Le public des premières représentations a très bien accueilli ce _Molière_. Mais je dois dire, _entre nous_, que le public des boulevards, ce public à dix sous qui doit être le peuple, et à qui j'ai sacrifié le public bien payant du Théâtre-Français, ne m'a pas tenu compte de mon dévouement. Le peuple est encore ingrat ou ignorant. Il aime mieux les meurtres, les empoisonnements, que la littérature de style et du coeur. Enfin, c'est encore le peuple du _boulevard du crime_, et on aura de la peine à l'améliorer comme goût et comme morale. La pièce, délaissée par ce public-là, n'a eu que douze représentations, peu suivies par lui, et soutenues seulement par les lettrés et les bourgeois. C'est triste à dire. Il ne faut même pas le dire, et surtout il ne faut pas se décourager. La perte d'argent n'est qu'un désagrément; la perte de travail moral, le dévouement inutile sont des chagrins dont il ne faut pas se trop préoccuper; et il n'y a qu'un mot qui serve _En avant! en avant!_--Bonsoir, chers enfants, Désirée, Solange; je vous embrasse de toute mon âme.

CCCXXXIII

A M. ERNEST PÉRIGOIS, A LA CHÂTRE.

Paris, 25 octobre 1851

Mon cher ami, je suis très touchée de vos éloges, car ils sont très affectueux, et très flattée de vos vers.

En réponse à des vers qu'il lui avait adressés, après une représentation, à Nohant, de _Nello_, joué plus tard à l'Odéon, sous le titre de _Maître Favilla_. car ils me semblent très beaux. Je ne m'y connais guère, quoique je ies aime beaucoup. Mais ceux-là me paraissent pleins d'idées, et la forme en est belle, à coup sûr. Maintenant, est-ce que je mérite tout cela? Non certainement; mais, si vous le pensez de moi, sans en être vaine, j'en suis reconnaissante.

Je vois que vous êtes bien pénétré de la vérité dont j'ai fait ma méthode et mon but dans l'art, et je trouve que vous la dites mieux dans vos vers que je ne saurais la raisonner dans ma prose. C'est que la vérité, c'est l'idéal, dans l'ordre abstrait, comme le réel, c'est le mensonge. Dieu tolère le réel et ne l'accepte pas; comme nous, nous aspirons vers l'idéal et ne l'atteignons pas. Il n'en existe pas moins, l'idéal, puisqu'il doit devenir réalité dans le sein de Dieu, et même, espérons-le pour l'avenir du monde, réalité sur la terre.

Je vous réserve depuis longtemps un exemplaire de mon oeuvre complète illustrée, non pas pour vous condamner à tout lire, mais pour que vous l'ayez de moi en souvenir de moi. J'attends, pour vous en commencer l'envoi, qu'il y ait des volumes parus en parties brochées; car ces feuilles volantes sont fort incommodes et deviennent tout de suite malpropres.

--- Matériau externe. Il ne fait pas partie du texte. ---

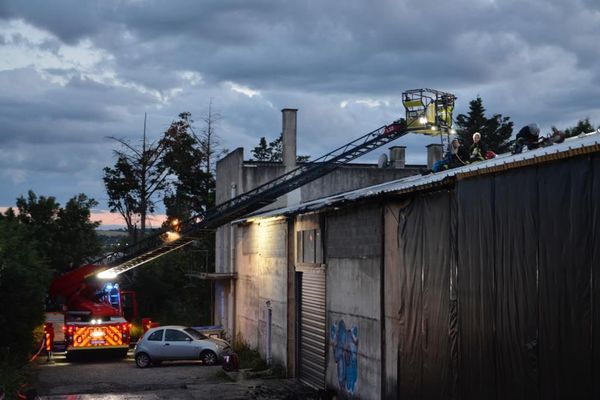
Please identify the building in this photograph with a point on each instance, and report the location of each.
(478, 282)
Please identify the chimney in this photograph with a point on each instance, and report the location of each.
(397, 156)
(434, 153)
(289, 137)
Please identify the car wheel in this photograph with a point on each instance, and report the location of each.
(142, 360)
(208, 357)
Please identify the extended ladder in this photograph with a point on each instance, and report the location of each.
(165, 242)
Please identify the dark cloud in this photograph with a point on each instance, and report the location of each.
(96, 68)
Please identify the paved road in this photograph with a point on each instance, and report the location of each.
(97, 378)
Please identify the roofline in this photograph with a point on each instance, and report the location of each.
(442, 179)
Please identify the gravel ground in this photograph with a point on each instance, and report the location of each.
(96, 378)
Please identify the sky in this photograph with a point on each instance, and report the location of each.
(74, 73)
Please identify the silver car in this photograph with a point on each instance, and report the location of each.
(167, 343)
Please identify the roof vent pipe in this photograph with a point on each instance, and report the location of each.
(397, 156)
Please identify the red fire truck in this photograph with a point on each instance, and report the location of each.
(97, 314)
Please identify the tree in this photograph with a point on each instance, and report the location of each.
(583, 126)
(190, 186)
(273, 151)
(24, 278)
(135, 180)
(65, 237)
(495, 131)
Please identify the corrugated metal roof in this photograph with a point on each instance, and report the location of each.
(588, 143)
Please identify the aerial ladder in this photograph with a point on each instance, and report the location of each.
(427, 111)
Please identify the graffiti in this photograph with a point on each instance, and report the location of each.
(344, 343)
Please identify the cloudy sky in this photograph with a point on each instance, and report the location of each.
(74, 72)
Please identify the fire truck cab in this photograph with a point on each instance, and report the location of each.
(97, 314)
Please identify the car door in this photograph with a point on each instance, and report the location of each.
(154, 344)
(179, 345)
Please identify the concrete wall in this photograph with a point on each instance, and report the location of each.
(353, 302)
(261, 262)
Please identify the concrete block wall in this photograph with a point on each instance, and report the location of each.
(262, 283)
(353, 296)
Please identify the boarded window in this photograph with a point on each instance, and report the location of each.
(309, 247)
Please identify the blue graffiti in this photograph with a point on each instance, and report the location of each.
(345, 353)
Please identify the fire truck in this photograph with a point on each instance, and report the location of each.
(97, 314)
(94, 313)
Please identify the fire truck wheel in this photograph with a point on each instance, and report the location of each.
(142, 360)
(208, 357)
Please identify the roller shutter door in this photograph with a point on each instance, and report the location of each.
(312, 328)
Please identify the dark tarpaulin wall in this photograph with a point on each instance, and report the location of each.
(410, 227)
(475, 239)
(519, 252)
(424, 267)
(564, 280)
(595, 261)
(435, 285)
(515, 250)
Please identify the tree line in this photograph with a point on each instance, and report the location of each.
(41, 238)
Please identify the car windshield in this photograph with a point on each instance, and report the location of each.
(195, 334)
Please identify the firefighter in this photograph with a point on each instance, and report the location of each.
(478, 150)
(527, 136)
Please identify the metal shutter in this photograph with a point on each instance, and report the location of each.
(312, 328)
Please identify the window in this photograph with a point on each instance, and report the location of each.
(173, 335)
(156, 336)
(309, 247)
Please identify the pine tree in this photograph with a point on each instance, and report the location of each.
(495, 131)
(583, 126)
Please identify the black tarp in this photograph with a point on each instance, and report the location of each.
(505, 266)
(564, 280)
(515, 261)
(595, 262)
(476, 280)
(424, 365)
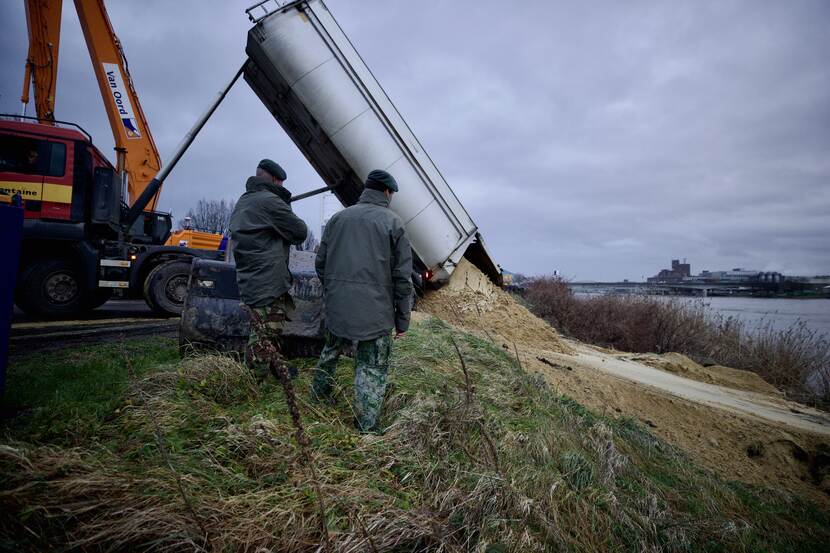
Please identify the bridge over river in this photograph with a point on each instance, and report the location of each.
(701, 289)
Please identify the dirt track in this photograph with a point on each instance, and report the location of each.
(727, 420)
(105, 324)
(738, 401)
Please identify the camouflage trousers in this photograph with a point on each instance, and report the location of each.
(371, 367)
(273, 319)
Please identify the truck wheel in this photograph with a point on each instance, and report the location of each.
(165, 288)
(100, 297)
(52, 288)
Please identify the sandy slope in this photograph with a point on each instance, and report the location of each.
(763, 406)
(728, 420)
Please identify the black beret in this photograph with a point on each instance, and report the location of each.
(381, 180)
(273, 168)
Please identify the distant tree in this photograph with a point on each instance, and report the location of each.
(310, 242)
(209, 216)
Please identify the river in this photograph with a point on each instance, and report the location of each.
(780, 312)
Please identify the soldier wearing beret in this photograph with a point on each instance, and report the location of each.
(365, 264)
(263, 228)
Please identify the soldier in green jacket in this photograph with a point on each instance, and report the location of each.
(263, 228)
(365, 264)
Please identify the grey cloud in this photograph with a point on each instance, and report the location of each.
(598, 138)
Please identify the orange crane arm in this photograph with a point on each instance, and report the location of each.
(43, 20)
(136, 152)
(136, 155)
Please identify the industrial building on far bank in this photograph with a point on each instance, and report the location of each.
(749, 280)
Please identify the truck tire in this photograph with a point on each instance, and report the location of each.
(100, 297)
(52, 288)
(165, 287)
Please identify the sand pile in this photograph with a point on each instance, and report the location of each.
(470, 301)
(681, 365)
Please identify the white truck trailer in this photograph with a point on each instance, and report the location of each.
(317, 86)
(308, 74)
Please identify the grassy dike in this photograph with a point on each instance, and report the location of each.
(191, 454)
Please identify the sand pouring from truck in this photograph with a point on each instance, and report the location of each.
(307, 73)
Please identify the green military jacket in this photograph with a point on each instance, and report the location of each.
(365, 264)
(263, 227)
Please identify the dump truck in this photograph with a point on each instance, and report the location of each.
(308, 74)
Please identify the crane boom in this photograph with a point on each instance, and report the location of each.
(43, 19)
(137, 157)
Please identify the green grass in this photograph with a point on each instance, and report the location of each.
(66, 397)
(493, 461)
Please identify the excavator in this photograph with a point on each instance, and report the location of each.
(90, 227)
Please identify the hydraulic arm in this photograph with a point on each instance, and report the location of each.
(137, 158)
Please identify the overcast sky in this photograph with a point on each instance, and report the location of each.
(598, 139)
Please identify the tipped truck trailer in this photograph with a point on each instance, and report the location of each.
(306, 72)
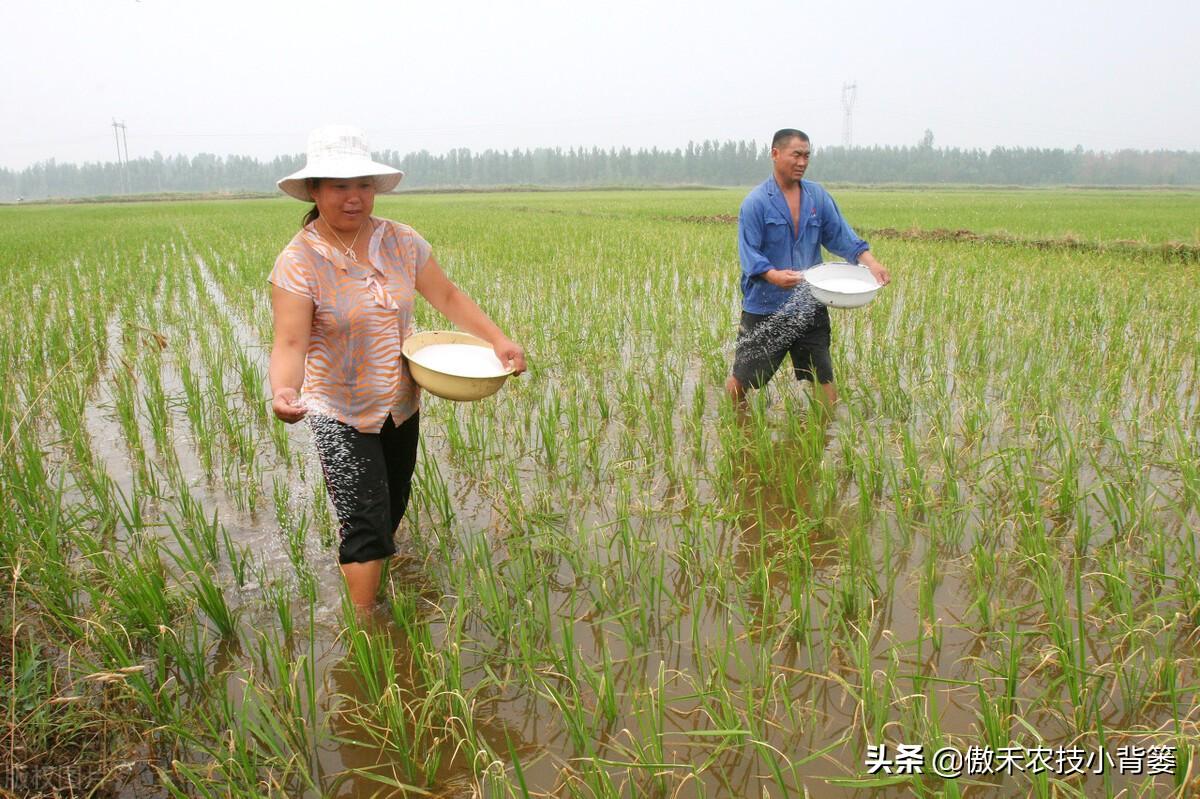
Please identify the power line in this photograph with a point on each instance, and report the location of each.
(849, 91)
(125, 164)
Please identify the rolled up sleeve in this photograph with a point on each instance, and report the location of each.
(750, 234)
(837, 235)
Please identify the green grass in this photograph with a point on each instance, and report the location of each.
(610, 584)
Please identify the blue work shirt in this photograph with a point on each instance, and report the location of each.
(767, 240)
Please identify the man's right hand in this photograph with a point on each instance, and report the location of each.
(287, 406)
(784, 277)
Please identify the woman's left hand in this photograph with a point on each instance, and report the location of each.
(510, 355)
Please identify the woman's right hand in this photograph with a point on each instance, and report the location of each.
(286, 404)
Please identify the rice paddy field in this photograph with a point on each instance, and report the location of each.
(610, 582)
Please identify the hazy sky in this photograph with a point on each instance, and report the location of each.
(252, 78)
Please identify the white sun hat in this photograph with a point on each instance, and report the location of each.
(339, 151)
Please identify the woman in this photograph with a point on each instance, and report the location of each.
(342, 298)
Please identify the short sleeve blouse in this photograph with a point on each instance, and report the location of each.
(361, 314)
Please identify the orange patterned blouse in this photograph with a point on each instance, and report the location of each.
(361, 314)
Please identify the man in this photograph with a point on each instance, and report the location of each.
(781, 228)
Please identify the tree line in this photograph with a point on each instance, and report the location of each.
(713, 163)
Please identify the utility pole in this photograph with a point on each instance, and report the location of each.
(125, 166)
(849, 91)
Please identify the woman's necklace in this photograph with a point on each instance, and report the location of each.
(348, 251)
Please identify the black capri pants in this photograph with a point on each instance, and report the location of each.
(370, 478)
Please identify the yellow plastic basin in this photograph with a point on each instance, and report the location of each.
(444, 384)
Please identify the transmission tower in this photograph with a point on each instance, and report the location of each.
(849, 91)
(124, 164)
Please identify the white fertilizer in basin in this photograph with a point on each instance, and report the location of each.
(845, 286)
(461, 360)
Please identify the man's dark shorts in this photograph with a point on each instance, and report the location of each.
(763, 340)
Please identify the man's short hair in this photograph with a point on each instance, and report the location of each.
(785, 136)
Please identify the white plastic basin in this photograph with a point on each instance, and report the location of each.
(841, 286)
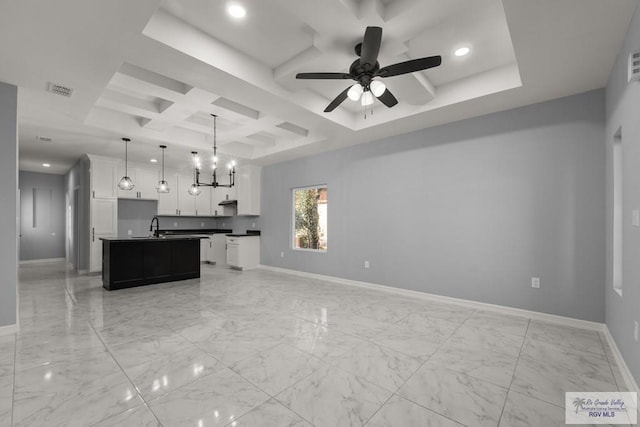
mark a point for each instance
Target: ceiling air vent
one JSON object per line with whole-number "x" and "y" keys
{"x": 60, "y": 90}
{"x": 634, "y": 66}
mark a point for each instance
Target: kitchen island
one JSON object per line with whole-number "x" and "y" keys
{"x": 144, "y": 261}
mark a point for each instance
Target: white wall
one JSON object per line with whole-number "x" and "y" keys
{"x": 623, "y": 109}
{"x": 9, "y": 204}
{"x": 42, "y": 219}
{"x": 472, "y": 209}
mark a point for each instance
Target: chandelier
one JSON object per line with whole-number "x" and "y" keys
{"x": 197, "y": 166}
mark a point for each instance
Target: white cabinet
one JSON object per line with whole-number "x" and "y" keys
{"x": 186, "y": 202}
{"x": 147, "y": 181}
{"x": 144, "y": 180}
{"x": 204, "y": 249}
{"x": 103, "y": 206}
{"x": 104, "y": 223}
{"x": 217, "y": 253}
{"x": 203, "y": 202}
{"x": 248, "y": 183}
{"x": 103, "y": 177}
{"x": 218, "y": 195}
{"x": 243, "y": 253}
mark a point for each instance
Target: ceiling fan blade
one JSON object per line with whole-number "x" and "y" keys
{"x": 324, "y": 76}
{"x": 388, "y": 99}
{"x": 339, "y": 99}
{"x": 370, "y": 46}
{"x": 410, "y": 66}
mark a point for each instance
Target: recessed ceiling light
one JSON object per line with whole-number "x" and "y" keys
{"x": 236, "y": 10}
{"x": 462, "y": 51}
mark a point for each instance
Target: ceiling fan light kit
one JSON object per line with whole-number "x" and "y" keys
{"x": 366, "y": 68}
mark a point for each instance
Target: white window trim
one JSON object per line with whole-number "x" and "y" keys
{"x": 292, "y": 228}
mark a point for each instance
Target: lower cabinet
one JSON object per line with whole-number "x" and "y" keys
{"x": 243, "y": 252}
{"x": 217, "y": 250}
{"x": 129, "y": 263}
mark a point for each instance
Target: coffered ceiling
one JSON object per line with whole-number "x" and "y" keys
{"x": 155, "y": 70}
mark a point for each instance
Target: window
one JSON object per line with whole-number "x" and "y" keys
{"x": 310, "y": 218}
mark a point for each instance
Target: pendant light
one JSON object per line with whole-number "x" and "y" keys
{"x": 214, "y": 166}
{"x": 126, "y": 183}
{"x": 194, "y": 190}
{"x": 163, "y": 186}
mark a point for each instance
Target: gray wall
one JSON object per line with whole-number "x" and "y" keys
{"x": 77, "y": 241}
{"x": 472, "y": 209}
{"x": 42, "y": 216}
{"x": 135, "y": 216}
{"x": 623, "y": 105}
{"x": 9, "y": 205}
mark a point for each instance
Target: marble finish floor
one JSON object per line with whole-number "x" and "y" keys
{"x": 259, "y": 348}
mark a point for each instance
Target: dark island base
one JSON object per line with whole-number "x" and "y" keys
{"x": 130, "y": 263}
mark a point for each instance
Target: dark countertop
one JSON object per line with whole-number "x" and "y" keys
{"x": 145, "y": 239}
{"x": 249, "y": 233}
{"x": 182, "y": 231}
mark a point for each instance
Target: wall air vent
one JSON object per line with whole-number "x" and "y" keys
{"x": 634, "y": 66}
{"x": 60, "y": 90}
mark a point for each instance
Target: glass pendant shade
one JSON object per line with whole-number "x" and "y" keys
{"x": 367, "y": 99}
{"x": 194, "y": 190}
{"x": 126, "y": 183}
{"x": 163, "y": 186}
{"x": 354, "y": 92}
{"x": 377, "y": 88}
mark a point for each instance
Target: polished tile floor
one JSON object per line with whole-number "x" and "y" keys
{"x": 259, "y": 348}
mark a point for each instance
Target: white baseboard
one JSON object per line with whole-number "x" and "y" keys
{"x": 624, "y": 369}
{"x": 551, "y": 318}
{"x": 42, "y": 261}
{"x": 8, "y": 330}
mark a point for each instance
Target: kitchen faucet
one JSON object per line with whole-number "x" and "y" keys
{"x": 157, "y": 232}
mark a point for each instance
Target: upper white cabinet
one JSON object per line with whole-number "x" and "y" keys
{"x": 145, "y": 181}
{"x": 248, "y": 192}
{"x": 219, "y": 194}
{"x": 104, "y": 178}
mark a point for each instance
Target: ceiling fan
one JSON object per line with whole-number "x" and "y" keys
{"x": 366, "y": 68}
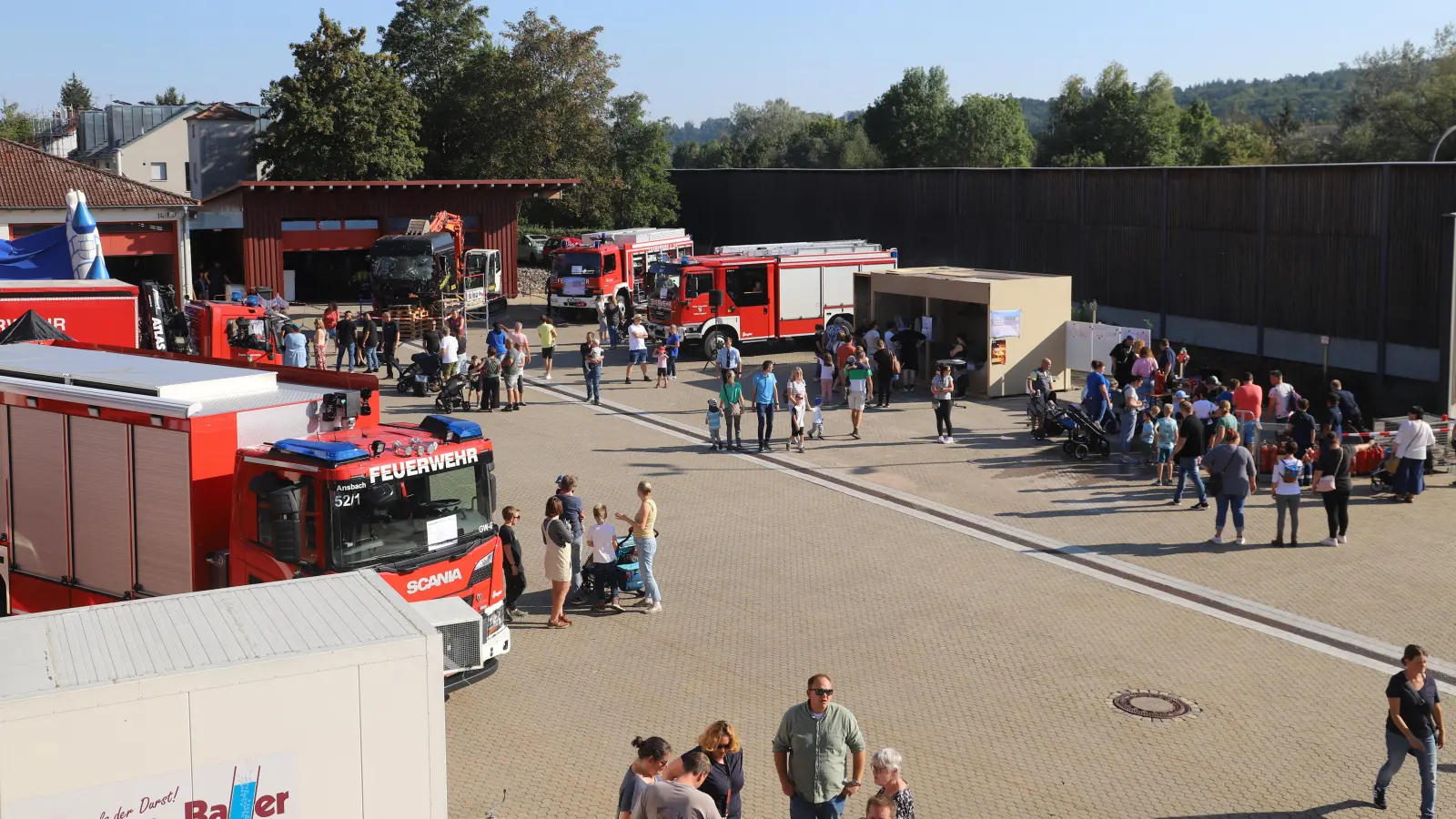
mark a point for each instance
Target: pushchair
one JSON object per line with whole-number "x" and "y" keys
{"x": 451, "y": 395}
{"x": 1085, "y": 436}
{"x": 630, "y": 573}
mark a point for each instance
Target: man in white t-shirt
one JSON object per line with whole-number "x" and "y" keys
{"x": 637, "y": 347}
{"x": 449, "y": 356}
{"x": 1280, "y": 398}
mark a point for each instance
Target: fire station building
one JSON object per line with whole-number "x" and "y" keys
{"x": 143, "y": 229}
{"x": 310, "y": 241}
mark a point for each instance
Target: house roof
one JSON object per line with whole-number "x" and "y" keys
{"x": 33, "y": 178}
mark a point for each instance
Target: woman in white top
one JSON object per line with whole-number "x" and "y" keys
{"x": 798, "y": 395}
{"x": 1411, "y": 442}
{"x": 943, "y": 388}
{"x": 1285, "y": 487}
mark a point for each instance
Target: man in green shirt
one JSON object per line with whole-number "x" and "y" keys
{"x": 813, "y": 751}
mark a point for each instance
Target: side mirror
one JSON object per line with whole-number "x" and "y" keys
{"x": 286, "y": 525}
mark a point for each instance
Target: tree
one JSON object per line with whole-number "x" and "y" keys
{"x": 344, "y": 116}
{"x": 986, "y": 131}
{"x": 171, "y": 96}
{"x": 75, "y": 95}
{"x": 641, "y": 191}
{"x": 907, "y": 124}
{"x": 433, "y": 43}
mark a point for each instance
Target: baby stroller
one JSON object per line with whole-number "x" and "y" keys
{"x": 630, "y": 574}
{"x": 1085, "y": 436}
{"x": 451, "y": 395}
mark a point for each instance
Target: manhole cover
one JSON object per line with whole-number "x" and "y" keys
{"x": 1154, "y": 704}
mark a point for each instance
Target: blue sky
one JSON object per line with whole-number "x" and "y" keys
{"x": 695, "y": 60}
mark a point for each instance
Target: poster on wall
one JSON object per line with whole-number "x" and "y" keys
{"x": 258, "y": 785}
{"x": 1005, "y": 324}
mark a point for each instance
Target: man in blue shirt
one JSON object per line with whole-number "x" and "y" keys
{"x": 764, "y": 401}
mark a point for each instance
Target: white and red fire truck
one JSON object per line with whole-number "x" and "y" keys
{"x": 612, "y": 264}
{"x": 133, "y": 474}
{"x": 762, "y": 292}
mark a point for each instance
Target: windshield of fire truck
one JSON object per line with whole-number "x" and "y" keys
{"x": 575, "y": 264}
{"x": 395, "y": 519}
{"x": 404, "y": 267}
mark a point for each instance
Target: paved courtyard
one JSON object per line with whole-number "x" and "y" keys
{"x": 977, "y": 603}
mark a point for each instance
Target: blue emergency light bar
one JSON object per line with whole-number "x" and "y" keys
{"x": 449, "y": 428}
{"x": 327, "y": 450}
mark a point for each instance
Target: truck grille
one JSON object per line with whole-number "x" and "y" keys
{"x": 462, "y": 643}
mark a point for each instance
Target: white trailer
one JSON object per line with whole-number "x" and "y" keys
{"x": 317, "y": 697}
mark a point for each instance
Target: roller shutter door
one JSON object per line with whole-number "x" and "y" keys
{"x": 101, "y": 504}
{"x": 38, "y": 503}
{"x": 164, "y": 487}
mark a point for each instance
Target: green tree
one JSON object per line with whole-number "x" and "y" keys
{"x": 433, "y": 43}
{"x": 15, "y": 124}
{"x": 641, "y": 191}
{"x": 171, "y": 96}
{"x": 907, "y": 124}
{"x": 344, "y": 116}
{"x": 75, "y": 94}
{"x": 986, "y": 131}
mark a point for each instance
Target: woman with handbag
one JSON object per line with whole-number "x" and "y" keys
{"x": 1230, "y": 480}
{"x": 1332, "y": 484}
{"x": 732, "y": 399}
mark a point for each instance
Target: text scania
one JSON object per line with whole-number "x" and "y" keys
{"x": 422, "y": 465}
{"x": 426, "y": 583}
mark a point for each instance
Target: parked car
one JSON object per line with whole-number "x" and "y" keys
{"x": 531, "y": 248}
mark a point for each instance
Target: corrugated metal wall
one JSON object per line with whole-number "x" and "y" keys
{"x": 264, "y": 210}
{"x": 1314, "y": 248}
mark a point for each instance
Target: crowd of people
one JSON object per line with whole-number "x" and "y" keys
{"x": 819, "y": 755}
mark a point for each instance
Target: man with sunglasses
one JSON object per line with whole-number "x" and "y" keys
{"x": 813, "y": 751}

Embrassez Angèle et vos enfants pour moi, s'ils sont près de vous, et gardez-moi tous deux bonne place dans votre coeur. J'y tiens, vous le savez.

GEORGE SAND.

CCCXXXIV

A MADAME AUGUSTINE DE BERTHOLDI, A LUNÉVILLE

Nohant, 6 décembre 1851.

Chère enfant, rassure-toi. Je suis partie de Paris, le 4 au soir, à travers la fusillade, et je suis ici avec Solange, sa fille, Maurice, Lambert et Manceau, depuis hier matin. Le pays est aussi tranquille qu'il peut l'être, au milieu d'événements si imprévus. Cela tue mes affaires, qui étaient en bon train. N'importe! tant d'autres souffrent en ce monde, qu'on n'a pas le droit de s'occuper de soi-même.

Je t'embrasse mille fois. J'ai laissé tous nos amis bien portants à Paris. Maurice t'embrasse de coeur, et les enfants aussi. Bonjour et tendresses à Bertholdi et à mon petit George. N'aie pas d'inquiétude.